Succession in medical management is a problem for trusts.

Many require a full-time medical director, but few consultants wish to give up clinical practice to take this on.

But offering the role as a job share enables consultants to continue their clinical work. In 2003, when the medical director at our trust retired, there were no volunteers for this fulltime role. Two of us independently suggested a job share. Under this arrangement one of us has six management sessions and the other four. There is regular overlap to improve communication and allow for meetings with the chief executive.

Consultants often see the role of medical director as a poisoned chalice because of the difficulties of uniting the often conflicting worlds of medicine and management. They also fear losing their clinical identity. There tends to be little financial benefit. Nor does the role automatically lead to higher rewards, deterring younger consultants.

A job share addresses many of these issues, as well as providing the benefit of shared experience. It is different from having one medical director and several associate medical directors.

While we only have one shared vote on the trust board, we both have equal decision-making ability.

Remaining on the shop floor puts us on an equal footing with our colleagues and makes us more realistic about what can be achieved in clinical practice and the deficiencies of services available to clinicians. We hope to remain clinically credible and, by retaining our skills, to return to full-time practice once our spell in management has finished.

What do you need to make a job share work? First, it must be based on mutual respect.

Second, you need complementary skills and knowledge. You need to develop different portfolios according to your background, areas in which one leads and the other stays informed. As well as time to do the job and be available for colleagues, you need time to exchange information. Clinical time also needs to be protected.
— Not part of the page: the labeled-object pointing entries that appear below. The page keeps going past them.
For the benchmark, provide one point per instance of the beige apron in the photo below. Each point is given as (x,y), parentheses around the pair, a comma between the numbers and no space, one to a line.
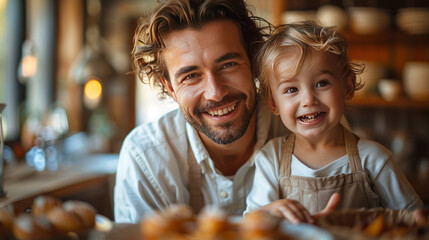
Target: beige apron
(314,192)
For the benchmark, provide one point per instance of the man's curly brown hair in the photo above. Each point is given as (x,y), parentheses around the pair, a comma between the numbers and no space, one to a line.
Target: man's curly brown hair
(172,15)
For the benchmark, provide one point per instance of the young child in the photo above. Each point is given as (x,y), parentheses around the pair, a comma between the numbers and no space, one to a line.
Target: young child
(306,78)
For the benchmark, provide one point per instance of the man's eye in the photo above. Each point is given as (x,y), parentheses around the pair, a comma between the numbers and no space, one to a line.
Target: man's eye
(190,76)
(291,90)
(228,65)
(322,83)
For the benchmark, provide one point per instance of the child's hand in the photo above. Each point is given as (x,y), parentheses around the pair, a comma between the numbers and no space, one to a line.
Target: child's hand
(290,210)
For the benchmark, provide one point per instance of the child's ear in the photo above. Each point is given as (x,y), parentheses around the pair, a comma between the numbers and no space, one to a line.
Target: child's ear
(272,105)
(169,88)
(350,87)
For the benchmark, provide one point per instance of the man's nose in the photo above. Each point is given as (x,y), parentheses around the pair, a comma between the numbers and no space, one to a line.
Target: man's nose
(215,90)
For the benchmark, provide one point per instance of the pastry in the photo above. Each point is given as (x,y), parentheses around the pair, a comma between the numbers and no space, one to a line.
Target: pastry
(42,204)
(85,211)
(64,221)
(212,220)
(28,227)
(259,224)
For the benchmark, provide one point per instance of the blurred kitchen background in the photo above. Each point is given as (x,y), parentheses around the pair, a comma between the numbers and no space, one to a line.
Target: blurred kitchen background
(65,75)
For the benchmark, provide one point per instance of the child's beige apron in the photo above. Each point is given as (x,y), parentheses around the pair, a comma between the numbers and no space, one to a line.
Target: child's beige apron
(314,192)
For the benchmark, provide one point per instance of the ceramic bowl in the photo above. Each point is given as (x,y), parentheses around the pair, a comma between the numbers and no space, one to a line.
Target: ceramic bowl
(368,20)
(416,80)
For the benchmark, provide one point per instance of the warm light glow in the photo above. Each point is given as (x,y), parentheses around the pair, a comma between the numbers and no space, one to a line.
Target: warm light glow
(29,66)
(93,89)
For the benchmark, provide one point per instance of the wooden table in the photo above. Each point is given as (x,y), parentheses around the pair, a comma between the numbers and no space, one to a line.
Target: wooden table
(89,179)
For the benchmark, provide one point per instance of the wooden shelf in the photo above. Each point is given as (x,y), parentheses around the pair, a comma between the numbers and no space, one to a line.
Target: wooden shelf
(378,102)
(393,37)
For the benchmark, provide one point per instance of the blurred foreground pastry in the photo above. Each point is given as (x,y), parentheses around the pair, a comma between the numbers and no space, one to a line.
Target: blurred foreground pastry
(162,225)
(260,225)
(28,227)
(42,204)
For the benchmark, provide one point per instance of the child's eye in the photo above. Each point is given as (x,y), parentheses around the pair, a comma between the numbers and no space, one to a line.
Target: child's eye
(190,76)
(322,83)
(291,90)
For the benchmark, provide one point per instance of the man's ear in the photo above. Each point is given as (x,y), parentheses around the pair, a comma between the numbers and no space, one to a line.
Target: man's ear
(272,104)
(169,88)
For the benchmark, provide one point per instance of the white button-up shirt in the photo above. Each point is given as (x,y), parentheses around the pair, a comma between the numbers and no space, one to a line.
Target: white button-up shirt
(153,167)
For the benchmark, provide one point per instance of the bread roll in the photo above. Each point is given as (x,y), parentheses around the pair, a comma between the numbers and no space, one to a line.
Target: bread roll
(259,224)
(42,204)
(212,220)
(85,211)
(64,221)
(28,227)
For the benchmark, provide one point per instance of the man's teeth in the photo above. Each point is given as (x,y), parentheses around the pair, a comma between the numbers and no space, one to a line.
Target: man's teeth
(313,117)
(222,112)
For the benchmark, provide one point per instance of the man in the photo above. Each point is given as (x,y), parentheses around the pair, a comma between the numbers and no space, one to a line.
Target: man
(200,53)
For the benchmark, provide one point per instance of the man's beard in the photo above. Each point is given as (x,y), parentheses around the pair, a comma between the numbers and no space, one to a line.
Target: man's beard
(231,131)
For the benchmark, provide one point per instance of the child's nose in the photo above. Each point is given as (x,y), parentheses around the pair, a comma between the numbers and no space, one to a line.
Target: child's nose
(308,99)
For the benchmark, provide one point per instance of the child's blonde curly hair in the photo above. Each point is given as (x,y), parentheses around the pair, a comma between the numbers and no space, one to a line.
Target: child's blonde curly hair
(304,35)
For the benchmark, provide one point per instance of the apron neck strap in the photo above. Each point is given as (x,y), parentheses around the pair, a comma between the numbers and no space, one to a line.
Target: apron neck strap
(285,163)
(350,141)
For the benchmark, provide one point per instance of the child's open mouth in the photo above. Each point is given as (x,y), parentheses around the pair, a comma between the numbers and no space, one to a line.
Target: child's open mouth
(311,117)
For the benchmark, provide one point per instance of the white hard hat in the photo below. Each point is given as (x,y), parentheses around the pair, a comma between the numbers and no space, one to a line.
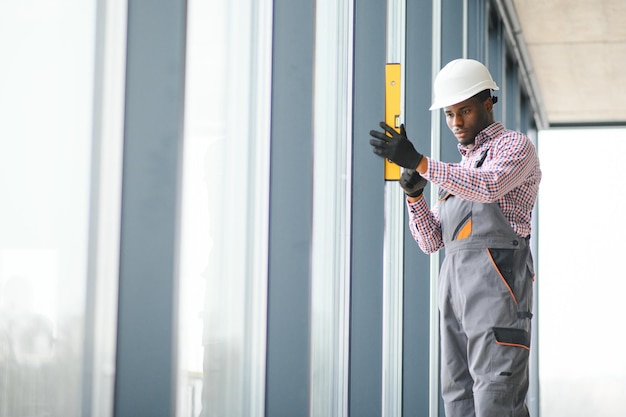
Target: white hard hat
(459,80)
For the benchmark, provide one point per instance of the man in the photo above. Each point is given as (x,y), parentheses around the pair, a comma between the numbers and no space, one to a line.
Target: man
(483,219)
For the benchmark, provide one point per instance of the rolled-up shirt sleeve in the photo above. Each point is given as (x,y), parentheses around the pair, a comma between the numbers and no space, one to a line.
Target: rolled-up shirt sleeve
(425,226)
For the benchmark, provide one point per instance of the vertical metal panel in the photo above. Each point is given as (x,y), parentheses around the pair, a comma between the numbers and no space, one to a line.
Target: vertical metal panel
(393,236)
(106,193)
(332,160)
(512,95)
(477,27)
(495,60)
(451,48)
(367,212)
(145,376)
(434,399)
(416,305)
(287,390)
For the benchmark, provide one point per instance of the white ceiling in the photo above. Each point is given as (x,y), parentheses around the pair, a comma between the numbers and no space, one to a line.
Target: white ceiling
(577,50)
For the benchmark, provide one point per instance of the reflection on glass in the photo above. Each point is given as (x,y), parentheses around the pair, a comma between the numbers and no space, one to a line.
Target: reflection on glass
(582,366)
(46,96)
(223,258)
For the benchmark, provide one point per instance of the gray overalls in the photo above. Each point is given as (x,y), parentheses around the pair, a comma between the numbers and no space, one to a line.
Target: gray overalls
(485,301)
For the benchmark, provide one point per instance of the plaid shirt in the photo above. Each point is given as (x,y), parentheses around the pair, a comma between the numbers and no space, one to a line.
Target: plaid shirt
(502,167)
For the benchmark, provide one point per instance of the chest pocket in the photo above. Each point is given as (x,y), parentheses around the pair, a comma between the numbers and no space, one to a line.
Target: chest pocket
(456,216)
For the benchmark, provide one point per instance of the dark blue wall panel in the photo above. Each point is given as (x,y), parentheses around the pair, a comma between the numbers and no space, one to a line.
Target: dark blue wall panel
(287,389)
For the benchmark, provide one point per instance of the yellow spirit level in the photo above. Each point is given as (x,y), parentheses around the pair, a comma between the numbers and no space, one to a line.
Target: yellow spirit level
(393,93)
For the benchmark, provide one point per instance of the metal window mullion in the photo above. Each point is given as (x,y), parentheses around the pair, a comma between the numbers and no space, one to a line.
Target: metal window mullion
(435,152)
(258,209)
(393,240)
(331,243)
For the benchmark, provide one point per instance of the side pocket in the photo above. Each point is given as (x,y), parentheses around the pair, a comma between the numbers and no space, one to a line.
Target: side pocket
(509,361)
(512,337)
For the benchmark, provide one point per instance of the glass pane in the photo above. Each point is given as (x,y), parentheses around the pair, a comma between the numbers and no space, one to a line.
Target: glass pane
(46,105)
(223,282)
(582,366)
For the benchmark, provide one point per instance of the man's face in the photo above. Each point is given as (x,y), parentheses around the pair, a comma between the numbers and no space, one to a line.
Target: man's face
(467,118)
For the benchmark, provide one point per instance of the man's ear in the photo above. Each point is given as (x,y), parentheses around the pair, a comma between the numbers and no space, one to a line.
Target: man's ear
(488,103)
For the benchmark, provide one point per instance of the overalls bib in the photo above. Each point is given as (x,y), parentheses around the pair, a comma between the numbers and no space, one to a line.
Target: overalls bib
(485,301)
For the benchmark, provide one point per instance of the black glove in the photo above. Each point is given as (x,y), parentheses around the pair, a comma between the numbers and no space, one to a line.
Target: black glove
(397,148)
(412,183)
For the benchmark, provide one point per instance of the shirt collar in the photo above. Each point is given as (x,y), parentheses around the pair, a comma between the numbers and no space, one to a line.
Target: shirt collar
(483,136)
Both medical directors have to develop a very wide and overlapping understanding of the trust, which takes up more time than is allocated and requires good systems of dealing with appointments, letters and e-mails.

While you need to avoid becoming territorial, there also needs to be a recognition that different talents exist in the pairing. Attempts to play one opinion against another have been rare, but communication has to be good to prevent this becoming a problem.

Given the right people, a job share can be an enriching experience.

Vaughan Pearce, consultant physician and Iain Wilson, consultant anaesthetist, are medical directors at Royal Devon and Exeter foundation trust.